A settled side at the start of the season had the hallmarks of a team that could last the distance, but the current iteration is almost unrecognisable from the one that played in the opening months of the campaign.

A back three consisting of the mighty Leo Ostigaard, Ben Wilmot and Souttar has been broken up by loan exit and injury, while Wilmot has struggled without his brothers in arms. Talking of arms, goalkeeper Josef Bursik has been dropped in recent games in favour of the lesser-ceilinged Jack Bonham while January additions Phil Jagielka, Jaden Philogene-Bidace, Taylor Hardwood-Bellis, Josh Maja and Lewis Baker have all played big parts in the second half of the season.

But with Stoke now 10 points off former boss Jones’ Luton side in sixth place and having acquired six points from their last eight games, Stoke are almost assured of a fifth consecutive season at this level for 2022/23. You must already question the logic of continuing to play loanees such as Aston Villa forward Philogene-Bidace, Manchester City centre-back Harwood-Bellis and Bordeaux striker Maja unless there are assurances of half-season loan deals turning into permanent arrangements or at least another season on temporary terms.

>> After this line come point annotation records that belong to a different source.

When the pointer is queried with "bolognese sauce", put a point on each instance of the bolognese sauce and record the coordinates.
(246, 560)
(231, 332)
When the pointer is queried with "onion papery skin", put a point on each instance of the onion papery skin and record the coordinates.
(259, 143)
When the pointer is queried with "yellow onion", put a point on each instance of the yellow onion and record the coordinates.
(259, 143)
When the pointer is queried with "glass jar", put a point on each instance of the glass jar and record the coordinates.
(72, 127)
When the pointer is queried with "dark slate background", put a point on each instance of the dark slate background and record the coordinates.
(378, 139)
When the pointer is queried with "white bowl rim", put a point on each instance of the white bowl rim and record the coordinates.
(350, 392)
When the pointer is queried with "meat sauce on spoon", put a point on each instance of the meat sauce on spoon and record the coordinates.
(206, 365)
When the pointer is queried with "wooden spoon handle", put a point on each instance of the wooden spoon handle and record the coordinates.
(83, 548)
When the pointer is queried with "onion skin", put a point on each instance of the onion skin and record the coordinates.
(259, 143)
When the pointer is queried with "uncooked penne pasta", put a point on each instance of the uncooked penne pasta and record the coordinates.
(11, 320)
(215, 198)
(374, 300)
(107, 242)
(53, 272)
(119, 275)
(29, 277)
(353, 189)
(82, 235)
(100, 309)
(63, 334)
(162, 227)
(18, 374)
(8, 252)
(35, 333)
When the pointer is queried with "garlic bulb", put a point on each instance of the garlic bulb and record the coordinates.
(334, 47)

Stoke manager Michael O'Neill

The biggest questions however, still hang over head coach O’Neill’s head. The former Northern Ireland manager had built up credit in the bank after saving the club from relegation to League One and starting both his first full season in charge and this one in strong form. That last season turned weak and is following suit again for some similar reasons – defensive issues and in-game management or lack thereof – means there is little trust left with O’Neill.

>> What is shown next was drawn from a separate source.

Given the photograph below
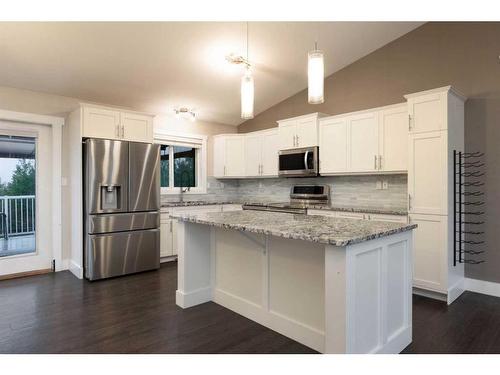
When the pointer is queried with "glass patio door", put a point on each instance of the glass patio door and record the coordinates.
(25, 198)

If Stoke are to progress forward, it is time to start planning the journey. Those preparations should start now with key players like former Chelsea midfielder Baker, talented youngsters Wilmot, Campbell and Bursik, while admitting there is again too much deadwood hanging around the club.

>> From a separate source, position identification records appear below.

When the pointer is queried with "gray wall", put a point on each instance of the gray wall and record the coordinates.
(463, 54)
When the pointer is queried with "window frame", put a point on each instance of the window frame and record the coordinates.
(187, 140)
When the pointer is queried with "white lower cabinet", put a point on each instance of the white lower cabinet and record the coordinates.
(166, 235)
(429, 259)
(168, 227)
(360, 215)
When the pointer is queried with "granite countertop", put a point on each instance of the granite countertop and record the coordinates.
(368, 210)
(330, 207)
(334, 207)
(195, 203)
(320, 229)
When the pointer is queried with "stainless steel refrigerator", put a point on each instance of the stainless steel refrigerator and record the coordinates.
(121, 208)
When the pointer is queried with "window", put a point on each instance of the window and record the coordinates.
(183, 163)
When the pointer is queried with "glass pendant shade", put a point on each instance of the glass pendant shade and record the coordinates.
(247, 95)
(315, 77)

That so many of these issues can be laid at the feet of the ownership of the Coates family and former CEO Tony Scholes for their running of the club since the Premier League days has offered O’Neill some respite. He has been far from the biggest problem at the club. It is also now almost entirely apparent he is not the solution. The man who once looked like the positive antidote to poor management at Stoke is proving to be a placebo as Stoke look for a dose of cheer once again.